I used the following code to convert the audio to spectrogram, now I try to get the spectrogram back to audio again, but don't know how to write the code.
import os
import librosa
import numpy as np
import matplotlib.pyplot as plt
import cv2
def get_spectrogram(path):
data, fs = librosa.load(path, sr=None, mono=True)
spect = librosa.stft(data, n_fft=1024, hop_length=320, win_length=1024)
return spect
def extract_features():
i=0
data_path = "./datasets"
labels = ['mrdd0', 'mrso0', 'mrws0', 'mtjs0', 'mtpf0', 'mtrr0', 'mwad0', 'mwar0']

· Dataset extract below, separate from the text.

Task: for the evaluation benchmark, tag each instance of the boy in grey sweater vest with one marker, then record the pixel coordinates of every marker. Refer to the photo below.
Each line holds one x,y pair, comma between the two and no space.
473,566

# print("labels:", labels)
total_data = []
total_label = []
for label in labels:
label_path = data_path + "\\" + label
# print(label_path)
wav_names = os.listdir(label_path)
for wav_name in wav_names:
if wav_name.endswith(".wav"):
wav_path = label_path + "\\" + wav_name
# print(wav_path)
spect = get_spectrogram(wav_path)
spect = np.abs(spect)
spect = cv2.resize(spect, (28, 28))
total_data.append(spect)
total_label.append(labels.index(label))
plt.matshow(spect)
plt.ylabel('Frequency')
plt.xlabel('Time(s)')
plt.title('Spectrogram')
plt.savefig('./datasets/image_from_output/mySpectrogram-{}.png'.format(i))
i=i+1
#plt.savefig('./datasets/image/mySpectrogram.png')
plt.close()
plt.show()
total_data = np.array(total_data)
total_label = np.array(total_label)
print(total_data.shape)
print(total_label.shape)
if __name__ == '__main__':
extract_features()
Any help would be appreciated.It would be better if there could be code for conversion.